# I'm Back , well kinda



## scrapiron (Mar 10, 2010)

ok not really. Almost a year ago , I had a very serious accident. After about 10 months of being put back together the drs have given me some hope of resuming somewhat of a normal life. It will take another 2 yrs of therapy though. I am learning to be left handed, even though one finger dosen't work to good, because right arm only has 10 degrees of motion. Starting to remember more things & relearning others.

scrapiron/ Lindsay


----------



## SVFHAY (Dec 5, 2008)

We all walk a fine line every day taking so much for granted. I am thankful you are finding health and hope returning. Keep posting and sharing with others, all of us can learn from shared experience and triumph over tragedy. Maybe God's peace and healing be with you.


----------



## RockyHill (Apr 24, 2013)

Welcome back. Hope Hay Talk can be a good part of your returning to a new normal life. Totally agree with SVFHAY's post.

Shelia


----------



## JD3430 (Jan 1, 2012)

Welcome back.
What happened to you?


----------



## LaneFarms (Apr 10, 2010)

Has it been that long since we talked? Hope you get better. If you need anything let me know.


----------



## Tim/South (Dec 12, 2011)

Glad to see your name on the screen again. I hope your recovery continues well and your recovery is complete.


----------



## somedevildawg (Jun 20, 2011)

Every time I look at the post someone made about the scrapiron prices I think, "I ain't heard from scrapiron in a month of Sundays" glad to hear you're back.....Godspeed on your recovery, it's hard work but the payoff is great!


----------



## Vol (Jul 5, 2009)

Scrap, I have thought about you and wondered why the sudden silence.....now I know. Hang in there Scrap like you obviously have done....I have a feeling that you will get much better than you know at this time....people with desire usually do so. Stay active on ht and be a part of us when you can. Lindsey, it is good to have you back and to hear your voice.

Best Regards, Mike


----------



## swmnhay (Jun 13, 2008)

Welcome back scrap,hope you have a full recovery.

Everyone else be careful out there,farming is a dangerous occupation.!


----------



## OhioHay (Jun 4, 2008)

Welcome back. We will pray for your continued healing.
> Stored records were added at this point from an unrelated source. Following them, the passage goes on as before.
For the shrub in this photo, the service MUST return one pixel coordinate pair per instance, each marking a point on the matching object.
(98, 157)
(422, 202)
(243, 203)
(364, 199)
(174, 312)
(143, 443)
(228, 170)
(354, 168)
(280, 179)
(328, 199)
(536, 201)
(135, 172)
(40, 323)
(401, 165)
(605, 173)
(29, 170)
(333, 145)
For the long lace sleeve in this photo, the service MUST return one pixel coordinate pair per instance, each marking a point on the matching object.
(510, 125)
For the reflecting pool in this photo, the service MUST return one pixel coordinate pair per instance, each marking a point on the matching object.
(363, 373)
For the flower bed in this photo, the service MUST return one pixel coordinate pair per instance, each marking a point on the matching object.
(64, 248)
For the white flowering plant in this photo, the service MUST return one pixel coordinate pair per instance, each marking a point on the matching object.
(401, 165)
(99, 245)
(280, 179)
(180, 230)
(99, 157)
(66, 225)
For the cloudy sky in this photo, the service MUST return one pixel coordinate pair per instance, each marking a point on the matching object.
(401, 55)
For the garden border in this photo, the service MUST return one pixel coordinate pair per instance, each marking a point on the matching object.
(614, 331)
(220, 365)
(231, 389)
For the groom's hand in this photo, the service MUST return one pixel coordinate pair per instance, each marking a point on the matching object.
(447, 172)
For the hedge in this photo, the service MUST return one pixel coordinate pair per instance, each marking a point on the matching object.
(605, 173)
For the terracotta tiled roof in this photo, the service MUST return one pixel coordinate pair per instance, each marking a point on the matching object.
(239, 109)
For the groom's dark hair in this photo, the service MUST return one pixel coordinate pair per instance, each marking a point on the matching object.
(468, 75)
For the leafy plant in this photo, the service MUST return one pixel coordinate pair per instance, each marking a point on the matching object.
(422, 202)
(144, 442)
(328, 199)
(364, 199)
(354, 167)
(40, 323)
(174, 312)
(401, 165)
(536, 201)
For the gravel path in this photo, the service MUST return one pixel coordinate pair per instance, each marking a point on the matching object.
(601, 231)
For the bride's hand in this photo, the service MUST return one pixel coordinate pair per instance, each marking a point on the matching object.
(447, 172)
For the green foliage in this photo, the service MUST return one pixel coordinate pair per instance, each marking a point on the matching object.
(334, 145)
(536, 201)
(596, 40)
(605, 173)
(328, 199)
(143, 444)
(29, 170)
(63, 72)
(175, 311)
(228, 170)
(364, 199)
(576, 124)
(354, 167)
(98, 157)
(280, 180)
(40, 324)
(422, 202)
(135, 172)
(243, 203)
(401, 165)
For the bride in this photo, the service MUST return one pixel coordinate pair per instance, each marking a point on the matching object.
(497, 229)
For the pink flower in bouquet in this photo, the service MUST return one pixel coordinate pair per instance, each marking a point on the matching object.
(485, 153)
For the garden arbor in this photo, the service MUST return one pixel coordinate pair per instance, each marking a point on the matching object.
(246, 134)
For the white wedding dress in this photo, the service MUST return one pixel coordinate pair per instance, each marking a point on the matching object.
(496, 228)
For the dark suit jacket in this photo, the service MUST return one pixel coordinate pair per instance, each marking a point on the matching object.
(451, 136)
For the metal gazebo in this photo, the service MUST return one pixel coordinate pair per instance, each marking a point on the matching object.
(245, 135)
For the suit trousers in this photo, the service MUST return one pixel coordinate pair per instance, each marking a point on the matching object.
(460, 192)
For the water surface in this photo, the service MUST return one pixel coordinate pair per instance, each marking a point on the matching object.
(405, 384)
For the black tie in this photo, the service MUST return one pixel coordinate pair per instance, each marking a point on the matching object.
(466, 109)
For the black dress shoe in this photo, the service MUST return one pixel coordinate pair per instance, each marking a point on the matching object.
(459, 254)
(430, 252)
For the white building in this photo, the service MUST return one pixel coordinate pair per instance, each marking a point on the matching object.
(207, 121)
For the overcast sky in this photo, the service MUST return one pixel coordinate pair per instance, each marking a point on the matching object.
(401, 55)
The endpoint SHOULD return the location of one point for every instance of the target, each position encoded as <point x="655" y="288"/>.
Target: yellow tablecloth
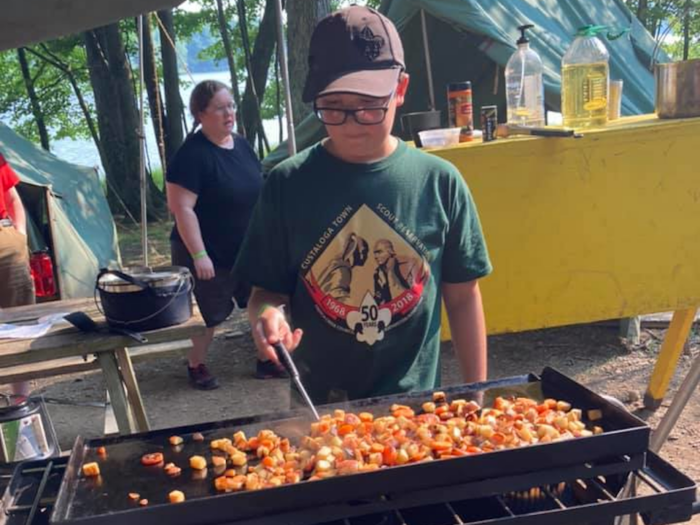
<point x="580" y="230"/>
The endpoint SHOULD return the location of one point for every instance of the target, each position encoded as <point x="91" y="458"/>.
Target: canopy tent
<point x="47" y="19"/>
<point x="473" y="40"/>
<point x="67" y="211"/>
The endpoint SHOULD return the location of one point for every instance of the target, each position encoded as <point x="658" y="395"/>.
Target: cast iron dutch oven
<point x="143" y="299"/>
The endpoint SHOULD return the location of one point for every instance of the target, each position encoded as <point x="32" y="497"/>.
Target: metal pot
<point x="155" y="278"/>
<point x="142" y="299"/>
<point x="678" y="89"/>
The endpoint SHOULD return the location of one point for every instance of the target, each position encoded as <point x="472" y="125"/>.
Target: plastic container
<point x="524" y="85"/>
<point x="438" y="138"/>
<point x="461" y="111"/>
<point x="585" y="79"/>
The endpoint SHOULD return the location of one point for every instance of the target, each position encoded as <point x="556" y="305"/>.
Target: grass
<point x="158" y="243"/>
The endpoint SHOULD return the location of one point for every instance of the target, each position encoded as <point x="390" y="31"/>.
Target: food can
<point x="459" y="103"/>
<point x="489" y="122"/>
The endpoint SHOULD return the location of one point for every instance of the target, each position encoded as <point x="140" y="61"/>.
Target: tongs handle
<point x="286" y="360"/>
<point x="290" y="367"/>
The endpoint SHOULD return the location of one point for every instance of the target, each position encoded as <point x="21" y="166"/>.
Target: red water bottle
<point x="42" y="272"/>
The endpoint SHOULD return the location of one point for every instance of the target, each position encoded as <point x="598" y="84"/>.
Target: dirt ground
<point x="592" y="354"/>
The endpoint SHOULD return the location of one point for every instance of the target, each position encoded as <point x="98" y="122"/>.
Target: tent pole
<point x="428" y="67"/>
<point x="291" y="138"/>
<point x="142" y="160"/>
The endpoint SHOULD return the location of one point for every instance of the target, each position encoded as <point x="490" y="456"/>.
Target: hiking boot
<point x="268" y="370"/>
<point x="201" y="379"/>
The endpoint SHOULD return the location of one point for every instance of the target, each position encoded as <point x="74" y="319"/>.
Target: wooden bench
<point x="72" y="365"/>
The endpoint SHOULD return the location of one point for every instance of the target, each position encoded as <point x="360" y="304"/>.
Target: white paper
<point x="31" y="331"/>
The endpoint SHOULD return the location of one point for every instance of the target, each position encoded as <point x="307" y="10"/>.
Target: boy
<point x="361" y="182"/>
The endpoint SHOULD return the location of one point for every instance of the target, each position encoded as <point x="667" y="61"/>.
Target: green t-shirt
<point x="361" y="250"/>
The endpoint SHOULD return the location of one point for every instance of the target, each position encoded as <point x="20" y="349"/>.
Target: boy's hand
<point x="272" y="327"/>
<point x="204" y="268"/>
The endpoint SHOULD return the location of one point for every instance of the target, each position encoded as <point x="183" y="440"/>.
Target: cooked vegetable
<point x="91" y="470"/>
<point x="154" y="458"/>
<point x="198" y="463"/>
<point x="176" y="496"/>
<point x="218" y="461"/>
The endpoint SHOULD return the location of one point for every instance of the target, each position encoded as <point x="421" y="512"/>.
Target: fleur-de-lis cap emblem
<point x="370" y="44"/>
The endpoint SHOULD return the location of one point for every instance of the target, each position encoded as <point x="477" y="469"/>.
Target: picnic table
<point x="110" y="350"/>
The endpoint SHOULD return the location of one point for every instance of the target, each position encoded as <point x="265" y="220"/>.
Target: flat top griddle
<point x="104" y="500"/>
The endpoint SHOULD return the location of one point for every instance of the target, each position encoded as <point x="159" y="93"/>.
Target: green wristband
<point x="265" y="306"/>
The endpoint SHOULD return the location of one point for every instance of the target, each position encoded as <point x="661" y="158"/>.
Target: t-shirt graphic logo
<point x="363" y="276"/>
<point x="370" y="322"/>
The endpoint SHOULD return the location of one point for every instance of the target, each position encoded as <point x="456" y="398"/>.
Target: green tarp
<point x="68" y="213"/>
<point x="473" y="40"/>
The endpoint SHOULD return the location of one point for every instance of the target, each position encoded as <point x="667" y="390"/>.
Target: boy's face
<point x="353" y="137"/>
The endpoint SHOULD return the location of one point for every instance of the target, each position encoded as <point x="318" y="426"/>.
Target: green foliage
<point x="63" y="116"/>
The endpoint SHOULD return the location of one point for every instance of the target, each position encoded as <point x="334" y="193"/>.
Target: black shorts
<point x="215" y="297"/>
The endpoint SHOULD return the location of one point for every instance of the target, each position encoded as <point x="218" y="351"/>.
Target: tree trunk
<point x="33" y="99"/>
<point x="642" y="12"/>
<point x="687" y="15"/>
<point x="117" y="118"/>
<point x="301" y="20"/>
<point x="155" y="100"/>
<point x="223" y="29"/>
<point x="258" y="70"/>
<point x="323" y="8"/>
<point x="171" y="84"/>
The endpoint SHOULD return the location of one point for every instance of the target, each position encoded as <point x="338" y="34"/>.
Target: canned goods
<point x="459" y="102"/>
<point x="489" y="122"/>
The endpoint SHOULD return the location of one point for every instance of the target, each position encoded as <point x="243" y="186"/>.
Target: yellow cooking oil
<point x="584" y="95"/>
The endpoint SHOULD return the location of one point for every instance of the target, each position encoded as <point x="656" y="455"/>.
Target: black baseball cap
<point x="354" y="50"/>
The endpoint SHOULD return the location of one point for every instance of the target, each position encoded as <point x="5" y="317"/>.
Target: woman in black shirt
<point x="213" y="183"/>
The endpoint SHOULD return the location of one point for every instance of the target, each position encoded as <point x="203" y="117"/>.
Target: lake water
<point x="83" y="151"/>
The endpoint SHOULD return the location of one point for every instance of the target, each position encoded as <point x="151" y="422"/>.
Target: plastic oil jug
<point x="585" y="79"/>
<point x="524" y="85"/>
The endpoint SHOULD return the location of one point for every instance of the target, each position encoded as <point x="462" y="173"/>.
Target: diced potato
<point x="91" y="470"/>
<point x="218" y="461"/>
<point x="176" y="496"/>
<point x="239" y="459"/>
<point x="198" y="463"/>
<point x="322" y="465"/>
<point x="564" y="406"/>
<point x="595" y="414"/>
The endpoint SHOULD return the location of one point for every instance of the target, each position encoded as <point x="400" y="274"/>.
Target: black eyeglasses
<point x="363" y="116"/>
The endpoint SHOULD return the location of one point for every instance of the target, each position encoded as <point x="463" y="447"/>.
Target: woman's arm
<point x="181" y="203"/>
<point x="15" y="209"/>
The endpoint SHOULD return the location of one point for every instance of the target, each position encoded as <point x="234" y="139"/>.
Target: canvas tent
<point x="67" y="212"/>
<point x="473" y="39"/>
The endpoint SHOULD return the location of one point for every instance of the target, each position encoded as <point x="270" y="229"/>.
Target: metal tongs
<point x="288" y="364"/>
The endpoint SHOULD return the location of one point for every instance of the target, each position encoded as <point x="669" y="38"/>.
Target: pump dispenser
<point x="524" y="85"/>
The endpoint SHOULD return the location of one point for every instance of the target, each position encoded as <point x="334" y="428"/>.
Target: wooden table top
<point x="65" y="340"/>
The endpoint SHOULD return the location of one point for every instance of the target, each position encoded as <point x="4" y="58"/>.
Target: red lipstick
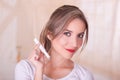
<point x="71" y="50"/>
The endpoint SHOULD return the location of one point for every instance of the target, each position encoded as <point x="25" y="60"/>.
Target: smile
<point x="71" y="50"/>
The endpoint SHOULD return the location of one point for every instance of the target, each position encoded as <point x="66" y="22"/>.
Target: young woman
<point x="62" y="37"/>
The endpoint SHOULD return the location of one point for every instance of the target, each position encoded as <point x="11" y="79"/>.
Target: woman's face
<point x="70" y="40"/>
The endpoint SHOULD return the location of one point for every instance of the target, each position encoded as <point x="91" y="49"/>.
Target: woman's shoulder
<point x="83" y="72"/>
<point x="24" y="65"/>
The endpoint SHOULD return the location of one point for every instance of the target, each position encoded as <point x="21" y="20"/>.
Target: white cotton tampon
<point x="42" y="48"/>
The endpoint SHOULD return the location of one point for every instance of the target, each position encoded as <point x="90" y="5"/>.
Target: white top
<point x="25" y="71"/>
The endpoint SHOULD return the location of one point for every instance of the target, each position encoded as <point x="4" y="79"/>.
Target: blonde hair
<point x="58" y="21"/>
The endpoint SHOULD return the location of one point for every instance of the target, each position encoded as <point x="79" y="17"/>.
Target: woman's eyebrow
<point x="67" y="30"/>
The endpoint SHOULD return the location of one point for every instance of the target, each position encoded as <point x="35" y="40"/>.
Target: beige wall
<point x="22" y="20"/>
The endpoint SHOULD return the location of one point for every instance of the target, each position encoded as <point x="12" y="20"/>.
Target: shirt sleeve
<point x="22" y="71"/>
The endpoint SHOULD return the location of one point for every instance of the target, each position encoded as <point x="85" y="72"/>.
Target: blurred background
<point x="22" y="20"/>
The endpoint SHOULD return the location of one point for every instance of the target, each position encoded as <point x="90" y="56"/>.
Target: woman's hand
<point x="37" y="59"/>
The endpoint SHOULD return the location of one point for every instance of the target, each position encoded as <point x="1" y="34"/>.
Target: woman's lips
<point x="71" y="50"/>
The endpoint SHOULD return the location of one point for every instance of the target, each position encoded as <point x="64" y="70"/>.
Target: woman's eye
<point x="67" y="34"/>
<point x="80" y="35"/>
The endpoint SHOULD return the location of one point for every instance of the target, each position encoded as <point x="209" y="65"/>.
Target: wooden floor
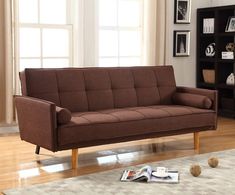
<point x="19" y="166"/>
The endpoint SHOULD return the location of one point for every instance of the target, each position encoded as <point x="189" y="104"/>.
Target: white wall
<point x="185" y="67"/>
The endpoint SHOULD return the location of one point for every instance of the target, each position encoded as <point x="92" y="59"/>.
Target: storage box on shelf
<point x="215" y="38"/>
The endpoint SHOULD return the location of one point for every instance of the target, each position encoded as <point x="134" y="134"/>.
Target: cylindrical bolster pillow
<point x="194" y="100"/>
<point x="63" y="115"/>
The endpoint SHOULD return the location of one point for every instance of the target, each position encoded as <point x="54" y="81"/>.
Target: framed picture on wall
<point x="182" y="11"/>
<point x="181" y="43"/>
<point x="230" y="27"/>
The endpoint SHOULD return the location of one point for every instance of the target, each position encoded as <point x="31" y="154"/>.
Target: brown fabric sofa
<point x="71" y="108"/>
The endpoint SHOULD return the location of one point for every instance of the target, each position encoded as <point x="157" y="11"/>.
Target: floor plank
<point x="19" y="166"/>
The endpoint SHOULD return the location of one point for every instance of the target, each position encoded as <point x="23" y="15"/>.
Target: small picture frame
<point x="230" y="27"/>
<point x="182" y="11"/>
<point x="181" y="43"/>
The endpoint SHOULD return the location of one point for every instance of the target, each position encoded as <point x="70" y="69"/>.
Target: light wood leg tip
<point x="196" y="141"/>
<point x="74" y="159"/>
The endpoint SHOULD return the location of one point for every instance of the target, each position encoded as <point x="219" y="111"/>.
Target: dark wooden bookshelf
<point x="221" y="67"/>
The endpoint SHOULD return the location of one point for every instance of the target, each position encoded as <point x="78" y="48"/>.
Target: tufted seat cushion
<point x="114" y="123"/>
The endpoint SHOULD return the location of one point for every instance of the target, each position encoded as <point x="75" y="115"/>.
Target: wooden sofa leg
<point x="37" y="150"/>
<point x="74" y="159"/>
<point x="196" y="141"/>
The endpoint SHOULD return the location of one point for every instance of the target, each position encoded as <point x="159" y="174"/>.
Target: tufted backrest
<point x="90" y="89"/>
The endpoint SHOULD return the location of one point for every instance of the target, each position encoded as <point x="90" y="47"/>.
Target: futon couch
<point x="71" y="108"/>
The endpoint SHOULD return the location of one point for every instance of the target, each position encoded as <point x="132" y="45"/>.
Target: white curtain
<point x="155" y="30"/>
<point x="86" y="33"/>
<point x="9" y="65"/>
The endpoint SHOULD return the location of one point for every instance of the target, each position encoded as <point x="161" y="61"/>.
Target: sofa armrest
<point x="211" y="94"/>
<point x="37" y="121"/>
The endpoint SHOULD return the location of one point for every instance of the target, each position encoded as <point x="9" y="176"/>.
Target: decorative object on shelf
<point x="182" y="11"/>
<point x="230" y="47"/>
<point x="195" y="170"/>
<point x="230" y="79"/>
<point x="181" y="43"/>
<point x="230" y="27"/>
<point x="208" y="76"/>
<point x="227" y="55"/>
<point x="227" y="103"/>
<point x="208" y="25"/>
<point x="213" y="162"/>
<point x="210" y="50"/>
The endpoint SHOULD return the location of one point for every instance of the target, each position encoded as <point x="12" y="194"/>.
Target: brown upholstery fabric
<point x="146" y="87"/>
<point x="91" y="89"/>
<point x="116" y="123"/>
<point x="166" y="84"/>
<point x="124" y="93"/>
<point x="71" y="87"/>
<point x="98" y="89"/>
<point x="63" y="115"/>
<point x="42" y="84"/>
<point x="107" y="105"/>
<point x="193" y="100"/>
<point x="37" y="121"/>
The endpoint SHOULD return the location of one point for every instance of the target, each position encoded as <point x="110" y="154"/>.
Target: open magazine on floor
<point x="147" y="174"/>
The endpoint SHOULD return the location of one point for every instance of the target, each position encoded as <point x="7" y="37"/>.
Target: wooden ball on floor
<point x="213" y="162"/>
<point x="195" y="170"/>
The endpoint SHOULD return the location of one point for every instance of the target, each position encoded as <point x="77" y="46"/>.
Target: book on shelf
<point x="147" y="174"/>
<point x="208" y="25"/>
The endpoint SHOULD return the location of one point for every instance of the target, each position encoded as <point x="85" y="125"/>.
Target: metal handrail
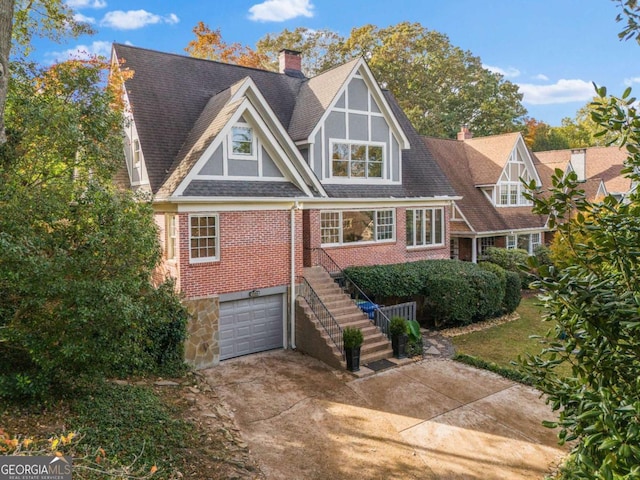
<point x="322" y="313"/>
<point x="324" y="260"/>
Praise God you have come this far!


----------



## FCF (Apr 23, 2010)

Welcome Back! May your recovery continue to be successful.


----------



## urednecku (Oct 18, 2010)

Really glad to hear you are back, what & when you can be.

I've been thinking about you, too. Didn't realize it had been that long since hearing from you. No excuse for not calling you to check in, but just haven't. Feel free to give me a call anytime.


----------



## scrapiron (Mar 10, 2010)

Thankyou for the kind word & encourgement. I will be on as often as I can. It is difficult to use the computer yet. Oh well,it's all part of the therapy process. Right now the biggest thing is to be independent again! Still have to have assistance with most daily activites, bathing,dressing,getting braces & aircast off & on ect.
As I recover will probably have thousands of questions about grass,hay,cows equipment ect that I knew before the accident but now need to relearn.
I will attempt to get on puter every day or two. Thankyou everyone !!!

Scrapiron/Lindsay


----------



## scrapiron (Mar 10, 2010)

Well I/we, my wife was with me, got to spend most of day with doctors yesterday. We got nothing but GOOD NEWS !!!!! The only place that I am behind on my recovery is my right shoulder. Dr said, well with 16 pins, 4 anchors,some stainless wire, plastic string & damaged bones it is going to be a LONG SLOW recovery. He said he was in my shoulder for over 4hrs putting it somewhat back together. I will skip the gory details of what else he had to do on the repair & some of the other injuries.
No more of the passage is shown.